Вперед — это хорошо, это правильно. Вот только какой вариант маршрута выбрать? Основным его командование считало одесский вариант. Чем-то он им нравился. А может, просто у кого-то ассоциации на этот город положительные имелись, кто знает. Только ведь не им рисковать, а потому окончательный выбор оставался за Третьяковым. И у него на то, куда направить стопы, имелись собственные мысли.
Одесса... Ехать туда не хотелось категорически. Во-первых, Виталий не любил одесситов, считая их понторезами. Во-вторых, сомневался, что нынешние жители этого города могут оказаться перспективны. Их деды-прадеды годами в катакомбах сидели да немцев резали, и ничего с ними фрицы сделать не смогли, а нынешних шуганули — они и разбежались. Ну и. в-третьих, большой город, мощный порт — лакомая цель для военных при любых раскладах. Стало быть, велик шанс, что остатки украинских банд в Одессу вцепятся руками и зубами. Как их будут выкуривать, что за идеи придут в головы военным — а черт их знает. Служба Виталия в рядах несокрушимой и легендарной закончилась уже двадцать лет как, и за это время военная мысль шагнула далеко вперед.
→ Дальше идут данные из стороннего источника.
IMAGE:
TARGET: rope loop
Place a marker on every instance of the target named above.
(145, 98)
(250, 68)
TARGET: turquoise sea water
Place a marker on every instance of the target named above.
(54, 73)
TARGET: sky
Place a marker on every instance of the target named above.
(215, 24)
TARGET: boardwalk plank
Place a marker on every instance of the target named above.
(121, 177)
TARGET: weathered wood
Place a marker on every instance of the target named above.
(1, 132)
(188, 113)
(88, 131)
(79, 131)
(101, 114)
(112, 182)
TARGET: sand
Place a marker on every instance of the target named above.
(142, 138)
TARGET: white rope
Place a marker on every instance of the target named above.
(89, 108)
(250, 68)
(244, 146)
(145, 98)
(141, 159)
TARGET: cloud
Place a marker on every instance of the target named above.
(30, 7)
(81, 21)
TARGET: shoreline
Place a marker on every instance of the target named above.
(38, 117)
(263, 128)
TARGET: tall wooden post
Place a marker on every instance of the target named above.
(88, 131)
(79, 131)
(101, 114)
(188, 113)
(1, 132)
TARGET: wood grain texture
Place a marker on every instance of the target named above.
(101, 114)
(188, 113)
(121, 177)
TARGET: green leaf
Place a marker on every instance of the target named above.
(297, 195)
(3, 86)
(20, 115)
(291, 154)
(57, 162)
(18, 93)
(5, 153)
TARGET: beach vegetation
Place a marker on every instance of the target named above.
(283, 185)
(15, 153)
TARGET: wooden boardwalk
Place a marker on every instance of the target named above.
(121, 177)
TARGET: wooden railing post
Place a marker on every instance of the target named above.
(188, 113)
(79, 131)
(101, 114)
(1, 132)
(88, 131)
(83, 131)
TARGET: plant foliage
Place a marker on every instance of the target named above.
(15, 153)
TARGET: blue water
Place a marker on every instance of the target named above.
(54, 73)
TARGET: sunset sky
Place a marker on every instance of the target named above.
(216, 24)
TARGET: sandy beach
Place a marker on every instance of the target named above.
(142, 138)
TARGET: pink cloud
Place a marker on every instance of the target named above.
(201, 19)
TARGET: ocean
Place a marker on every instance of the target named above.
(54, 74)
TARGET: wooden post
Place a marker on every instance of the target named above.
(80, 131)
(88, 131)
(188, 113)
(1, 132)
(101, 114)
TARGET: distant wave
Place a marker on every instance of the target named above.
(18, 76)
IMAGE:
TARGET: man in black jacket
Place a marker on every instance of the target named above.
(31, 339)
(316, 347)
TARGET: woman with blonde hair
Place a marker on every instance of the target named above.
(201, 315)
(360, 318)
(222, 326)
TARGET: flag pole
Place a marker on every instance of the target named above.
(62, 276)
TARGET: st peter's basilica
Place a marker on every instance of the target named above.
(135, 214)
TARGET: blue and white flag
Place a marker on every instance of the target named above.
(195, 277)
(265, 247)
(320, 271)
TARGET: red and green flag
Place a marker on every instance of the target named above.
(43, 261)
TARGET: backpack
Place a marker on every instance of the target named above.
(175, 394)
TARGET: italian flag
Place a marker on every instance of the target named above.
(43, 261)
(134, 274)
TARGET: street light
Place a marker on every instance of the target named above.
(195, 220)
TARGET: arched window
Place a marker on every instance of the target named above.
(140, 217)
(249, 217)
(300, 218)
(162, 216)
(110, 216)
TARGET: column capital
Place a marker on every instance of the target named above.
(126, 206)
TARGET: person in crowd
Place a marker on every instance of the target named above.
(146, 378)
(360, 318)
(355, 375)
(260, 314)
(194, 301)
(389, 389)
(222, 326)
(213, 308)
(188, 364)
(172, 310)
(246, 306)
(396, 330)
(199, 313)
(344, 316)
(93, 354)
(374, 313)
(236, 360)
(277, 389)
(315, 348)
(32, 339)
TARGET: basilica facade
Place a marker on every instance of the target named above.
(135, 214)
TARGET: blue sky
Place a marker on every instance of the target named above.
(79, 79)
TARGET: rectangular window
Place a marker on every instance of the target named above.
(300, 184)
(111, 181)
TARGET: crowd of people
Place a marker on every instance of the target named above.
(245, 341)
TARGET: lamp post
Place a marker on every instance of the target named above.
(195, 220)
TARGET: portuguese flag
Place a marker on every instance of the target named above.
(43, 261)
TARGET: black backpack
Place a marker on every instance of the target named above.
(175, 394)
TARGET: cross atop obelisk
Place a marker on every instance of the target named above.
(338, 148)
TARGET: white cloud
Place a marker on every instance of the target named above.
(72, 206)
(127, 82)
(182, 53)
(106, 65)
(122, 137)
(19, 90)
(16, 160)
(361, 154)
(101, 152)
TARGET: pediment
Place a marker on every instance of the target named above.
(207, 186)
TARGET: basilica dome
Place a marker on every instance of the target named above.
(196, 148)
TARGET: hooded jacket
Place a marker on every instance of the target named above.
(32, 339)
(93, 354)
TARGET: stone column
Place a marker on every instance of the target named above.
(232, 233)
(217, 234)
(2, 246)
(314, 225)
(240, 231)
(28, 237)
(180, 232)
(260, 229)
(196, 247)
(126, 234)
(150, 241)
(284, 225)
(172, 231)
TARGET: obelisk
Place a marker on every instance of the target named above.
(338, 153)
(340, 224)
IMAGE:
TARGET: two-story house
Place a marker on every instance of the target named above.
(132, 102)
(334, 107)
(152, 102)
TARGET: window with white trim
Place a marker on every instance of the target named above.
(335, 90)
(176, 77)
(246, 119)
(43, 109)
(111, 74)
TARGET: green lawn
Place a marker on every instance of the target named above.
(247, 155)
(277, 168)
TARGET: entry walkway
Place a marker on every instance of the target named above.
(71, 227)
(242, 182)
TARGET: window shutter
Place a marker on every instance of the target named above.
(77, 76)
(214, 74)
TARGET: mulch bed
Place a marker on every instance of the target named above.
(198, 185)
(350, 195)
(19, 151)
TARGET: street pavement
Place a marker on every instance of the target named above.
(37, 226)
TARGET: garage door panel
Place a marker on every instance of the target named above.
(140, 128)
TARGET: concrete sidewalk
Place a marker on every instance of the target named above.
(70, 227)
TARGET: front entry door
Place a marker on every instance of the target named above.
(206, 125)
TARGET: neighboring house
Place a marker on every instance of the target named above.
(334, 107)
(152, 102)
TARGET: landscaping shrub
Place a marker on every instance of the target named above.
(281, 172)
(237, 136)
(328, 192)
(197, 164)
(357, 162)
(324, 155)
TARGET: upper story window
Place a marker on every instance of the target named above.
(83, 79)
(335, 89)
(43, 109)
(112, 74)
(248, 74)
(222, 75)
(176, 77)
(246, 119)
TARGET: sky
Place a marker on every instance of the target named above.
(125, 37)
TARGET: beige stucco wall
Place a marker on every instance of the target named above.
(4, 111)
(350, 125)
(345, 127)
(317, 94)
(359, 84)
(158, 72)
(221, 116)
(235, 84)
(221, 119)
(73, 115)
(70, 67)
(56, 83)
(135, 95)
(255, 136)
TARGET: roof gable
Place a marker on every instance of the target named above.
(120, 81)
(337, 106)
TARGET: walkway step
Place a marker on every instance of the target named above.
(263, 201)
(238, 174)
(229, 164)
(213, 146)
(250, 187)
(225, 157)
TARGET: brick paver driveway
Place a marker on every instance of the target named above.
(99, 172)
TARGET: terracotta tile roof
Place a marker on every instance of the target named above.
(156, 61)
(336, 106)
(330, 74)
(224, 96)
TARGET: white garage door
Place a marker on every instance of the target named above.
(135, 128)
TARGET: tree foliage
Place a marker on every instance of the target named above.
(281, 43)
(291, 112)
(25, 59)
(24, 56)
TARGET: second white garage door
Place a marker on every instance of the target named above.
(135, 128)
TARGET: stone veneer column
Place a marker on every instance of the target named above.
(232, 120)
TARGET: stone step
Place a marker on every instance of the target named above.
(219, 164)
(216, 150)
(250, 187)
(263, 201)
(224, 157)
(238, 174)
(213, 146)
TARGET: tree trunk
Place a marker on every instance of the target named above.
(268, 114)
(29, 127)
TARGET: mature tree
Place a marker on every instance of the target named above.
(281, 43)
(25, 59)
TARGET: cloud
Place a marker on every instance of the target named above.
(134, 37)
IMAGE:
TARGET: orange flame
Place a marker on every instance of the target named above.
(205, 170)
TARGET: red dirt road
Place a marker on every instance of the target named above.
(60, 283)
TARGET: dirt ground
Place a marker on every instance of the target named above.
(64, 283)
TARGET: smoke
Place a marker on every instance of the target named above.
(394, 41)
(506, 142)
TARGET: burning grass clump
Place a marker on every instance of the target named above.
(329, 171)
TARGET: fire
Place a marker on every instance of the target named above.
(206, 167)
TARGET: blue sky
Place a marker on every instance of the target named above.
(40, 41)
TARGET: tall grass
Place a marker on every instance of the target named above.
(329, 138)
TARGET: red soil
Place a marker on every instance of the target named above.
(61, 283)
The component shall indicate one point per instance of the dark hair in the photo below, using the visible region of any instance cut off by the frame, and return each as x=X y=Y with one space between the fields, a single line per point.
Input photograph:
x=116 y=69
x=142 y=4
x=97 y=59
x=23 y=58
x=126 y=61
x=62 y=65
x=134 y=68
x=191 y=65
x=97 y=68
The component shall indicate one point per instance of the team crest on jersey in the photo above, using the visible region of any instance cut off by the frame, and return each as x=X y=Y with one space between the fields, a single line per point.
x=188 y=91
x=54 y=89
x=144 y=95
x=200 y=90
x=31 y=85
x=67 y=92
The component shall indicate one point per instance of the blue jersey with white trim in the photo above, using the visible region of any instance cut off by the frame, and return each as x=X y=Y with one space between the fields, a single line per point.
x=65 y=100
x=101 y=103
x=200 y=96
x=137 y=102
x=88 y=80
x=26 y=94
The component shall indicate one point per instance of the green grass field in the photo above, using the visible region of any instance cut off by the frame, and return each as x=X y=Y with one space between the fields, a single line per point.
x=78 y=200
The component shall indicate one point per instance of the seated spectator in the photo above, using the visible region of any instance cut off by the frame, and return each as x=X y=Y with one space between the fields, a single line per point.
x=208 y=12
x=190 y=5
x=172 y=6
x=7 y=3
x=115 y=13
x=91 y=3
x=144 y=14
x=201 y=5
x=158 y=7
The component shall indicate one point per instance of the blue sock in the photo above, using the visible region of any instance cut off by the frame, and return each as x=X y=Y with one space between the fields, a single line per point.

А маразм, можно не сомневаться, еще дальше. В общем, запросто можно оказаться в центре мясорубки или, как вариант, в плотном кольце блокады. То и другое не то чтоб пугало, но помехи создавало изрядные.
Альтернативные варианты тоже не слишком вдохновляли. Единственный плюс — степень свободы они предоставляют большую. Зато все длиннее, и намного. Хотя... Какая, в сущности, разница? Его задача на расстояние завязана в последнюю очередь. А какой вариант выбрать... Третьяков достал из кармана монету, подкинул ее в воздух, ловко поймал, глянул, что выпало... Ну да, кто б сомневался.
Третьяков пожал плечами, зевнул, едва не вывихнув челюсть, и отправился завтракать. Впереди был длинный день.
Как и предполагал Виталий, в поток он влился без особых проблем. И сразу же понял две вещи. Во-первых, все вокруг едут на более мощных машинах. Это не то чтобы обидно, но ведь умельцам родной конторы наверняка ничего не стоило впихнуть в Ниву движок, да и все остальное хоть от Мерседеса. А во-вторых, мощность здесь и сейчас мало что значила — по этой дороге уж точно не разогнаться.